Child’s Play
I’m just a plainspoken Colorado criminal defense lawyer, but the way I see it…
Nearly a decade ago a Mexican teenager played what seemed a harmless game with his friends at the Rio Grande: run up the embankment on the U.S. side of a dry culvert, touch the border fence, then scramble back to stand, laughing, on the Mexican side.
Sergio Hernández may still have been laughing when U.S. Border Patrol Agent Jesus Mesa
shot the fifteen-year-old Mexican boy in the face.
Today the Supreme Court conservative majority declared there can be no legal vengeance for his homicide. By a five to four vote, the Court threw out the wrongful death lawsuit brought against the agent by the parents of the child, because the injury occurred outside the U.S. border. Though Mesa fired two shots at the unarmed boy from the U.S. side, the bullet that killed him crossed to the other side of the border to do it.
The border agent was indicted for murder by the Mexican government, but the United States refused to extradite him to stand trial.

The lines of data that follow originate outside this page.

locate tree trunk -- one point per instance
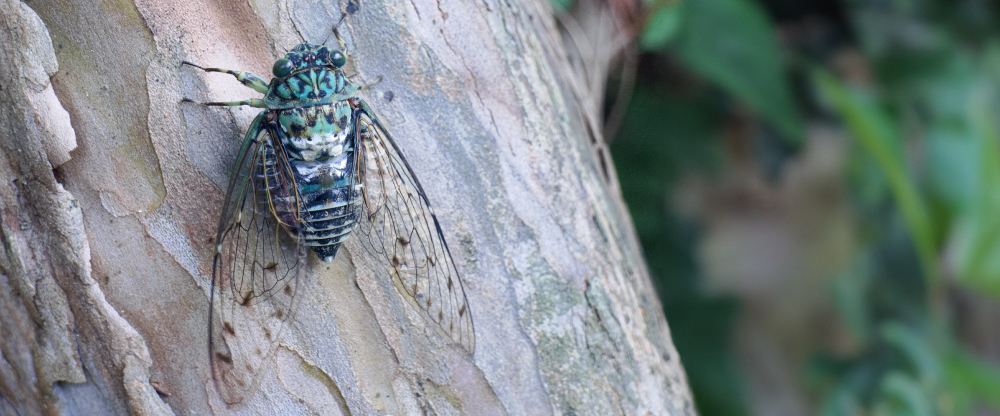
(112, 188)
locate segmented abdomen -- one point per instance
(328, 216)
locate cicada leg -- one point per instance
(253, 102)
(256, 82)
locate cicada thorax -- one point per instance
(323, 157)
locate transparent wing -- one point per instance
(399, 227)
(255, 272)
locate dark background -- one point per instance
(816, 186)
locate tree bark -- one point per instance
(112, 188)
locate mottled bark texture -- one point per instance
(110, 190)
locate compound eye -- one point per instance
(338, 59)
(282, 68)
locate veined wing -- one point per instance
(399, 227)
(255, 272)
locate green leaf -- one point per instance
(877, 135)
(977, 229)
(662, 26)
(731, 43)
(907, 393)
(970, 375)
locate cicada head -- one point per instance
(310, 72)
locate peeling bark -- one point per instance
(111, 191)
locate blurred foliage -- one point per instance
(913, 86)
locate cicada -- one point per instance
(315, 167)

The Justice Department did its own investigation and as is almost always the case with law enforcement declined to charge one of its own. The agent pretended that the boy was throwing rocks at him when he executed the teen, despite cell phone video that showed it wasn’t true. President Trump, of course, has said that lethal force is justified if someone throws a rock at you, so, no matter.
The Trump administration filed a brief in the case arguing that the boys’ parents should not be entitled to money damages because their son was injured outside the United States, if only a few feet outside and by someone firing at him from the U.S. side of the border.

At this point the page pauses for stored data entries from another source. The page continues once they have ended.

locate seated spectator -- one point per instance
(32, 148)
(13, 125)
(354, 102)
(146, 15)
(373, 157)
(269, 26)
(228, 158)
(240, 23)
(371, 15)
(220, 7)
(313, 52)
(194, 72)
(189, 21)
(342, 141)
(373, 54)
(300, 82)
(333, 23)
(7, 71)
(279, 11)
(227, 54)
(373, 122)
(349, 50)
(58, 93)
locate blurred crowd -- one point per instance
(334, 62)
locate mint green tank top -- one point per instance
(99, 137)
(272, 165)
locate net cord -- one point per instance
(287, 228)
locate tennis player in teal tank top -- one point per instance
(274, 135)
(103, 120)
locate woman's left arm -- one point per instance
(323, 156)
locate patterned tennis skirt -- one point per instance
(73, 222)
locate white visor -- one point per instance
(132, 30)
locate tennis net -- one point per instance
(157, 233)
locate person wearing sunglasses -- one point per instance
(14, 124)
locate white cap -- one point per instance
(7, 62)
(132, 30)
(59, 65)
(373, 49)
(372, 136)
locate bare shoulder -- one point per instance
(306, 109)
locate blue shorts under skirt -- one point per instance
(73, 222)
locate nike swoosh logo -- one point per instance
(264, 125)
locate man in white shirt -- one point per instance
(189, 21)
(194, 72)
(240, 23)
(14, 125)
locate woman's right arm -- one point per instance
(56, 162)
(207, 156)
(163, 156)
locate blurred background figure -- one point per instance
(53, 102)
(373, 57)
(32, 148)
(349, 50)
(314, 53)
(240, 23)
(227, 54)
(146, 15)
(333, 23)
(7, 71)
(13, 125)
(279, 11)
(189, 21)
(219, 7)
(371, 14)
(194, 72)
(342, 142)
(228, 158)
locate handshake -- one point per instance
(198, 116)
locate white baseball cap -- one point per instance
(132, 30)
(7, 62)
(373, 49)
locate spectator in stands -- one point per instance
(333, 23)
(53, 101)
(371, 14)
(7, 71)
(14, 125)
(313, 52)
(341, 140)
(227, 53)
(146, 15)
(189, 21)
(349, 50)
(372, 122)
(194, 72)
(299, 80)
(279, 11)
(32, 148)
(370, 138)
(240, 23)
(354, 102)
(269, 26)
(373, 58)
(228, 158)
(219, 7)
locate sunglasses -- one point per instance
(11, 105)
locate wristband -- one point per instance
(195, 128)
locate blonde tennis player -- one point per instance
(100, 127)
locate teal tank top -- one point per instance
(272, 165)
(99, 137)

The notorious RBG, in a written dissent, called BS on that argument.
Justice Ruth Bader Ginsburg said that because the border agent committed his act, of firing his weapon, while standing inside the United States, the parents of course should be allowed the remedy of suing in damages for wrongful death. “(T)he fortuity that the bullet happened to strike Hernández on the Mexican side of the embankment,” the Justice wrote, “…should not matter one whit.”

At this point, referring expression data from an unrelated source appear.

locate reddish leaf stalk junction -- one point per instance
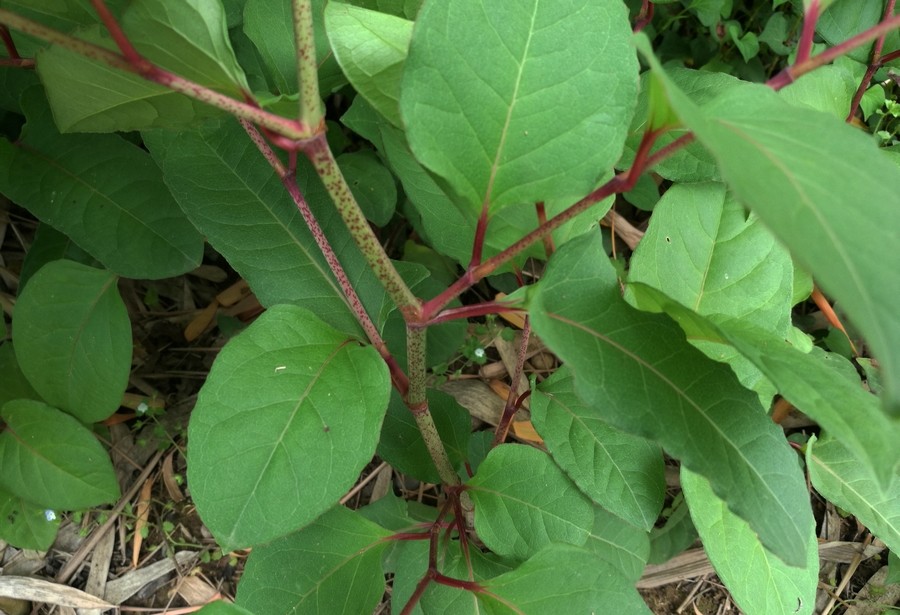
(306, 134)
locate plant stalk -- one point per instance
(307, 71)
(417, 402)
(280, 125)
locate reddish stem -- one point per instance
(468, 311)
(549, 248)
(874, 65)
(792, 73)
(513, 399)
(8, 43)
(623, 182)
(288, 179)
(810, 18)
(17, 63)
(480, 234)
(139, 62)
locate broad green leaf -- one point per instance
(822, 385)
(89, 96)
(828, 89)
(523, 502)
(38, 469)
(758, 581)
(50, 245)
(646, 379)
(491, 123)
(401, 443)
(270, 25)
(73, 339)
(703, 250)
(25, 525)
(188, 38)
(372, 185)
(13, 383)
(691, 163)
(371, 47)
(617, 470)
(559, 580)
(789, 165)
(812, 384)
(233, 196)
(622, 545)
(293, 408)
(330, 567)
(839, 476)
(103, 192)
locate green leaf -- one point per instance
(747, 43)
(89, 96)
(293, 408)
(13, 383)
(559, 580)
(372, 185)
(231, 194)
(439, 212)
(828, 89)
(51, 245)
(401, 443)
(839, 476)
(758, 581)
(412, 564)
(647, 380)
(491, 123)
(688, 164)
(189, 38)
(619, 471)
(822, 385)
(103, 192)
(39, 470)
(523, 502)
(332, 566)
(789, 166)
(370, 47)
(625, 547)
(811, 383)
(703, 250)
(270, 25)
(73, 339)
(777, 33)
(25, 525)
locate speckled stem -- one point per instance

To the Trump administration, of course the death of a Mexican kid does not matter one whit.
This won’t be the last time a border agent fires his or her weapon into Mexico from the safe haven of the United States, given the encouragement from its president.
It wasn’t the first, either.
Justice Ginsburg’s dissent cites: a complaint that a “border agent fired fourteen to thirty bullets across the border, killing a sixteen-year-old boy;” a brief “describing various incidents” of “unconstitutional conduct by border and immigration officers;” another “listing individuals killed by border agents.”
Further, a report of “over eight hundred complaints of…physical, verbal, or sexual abuse lodged against Border Patrol agents between 2009 and 2012” of which “in ninety-seven percent of the complaints resulting in formal decisions, no action was taken.”
This is what is becoming of twenty-first century America. At the border with a wall Jesus Christ would have torn down in a heartbeat — on one side the United States, on the other, Mexico — what separates us is not the wall, but a black hole where empathy should be.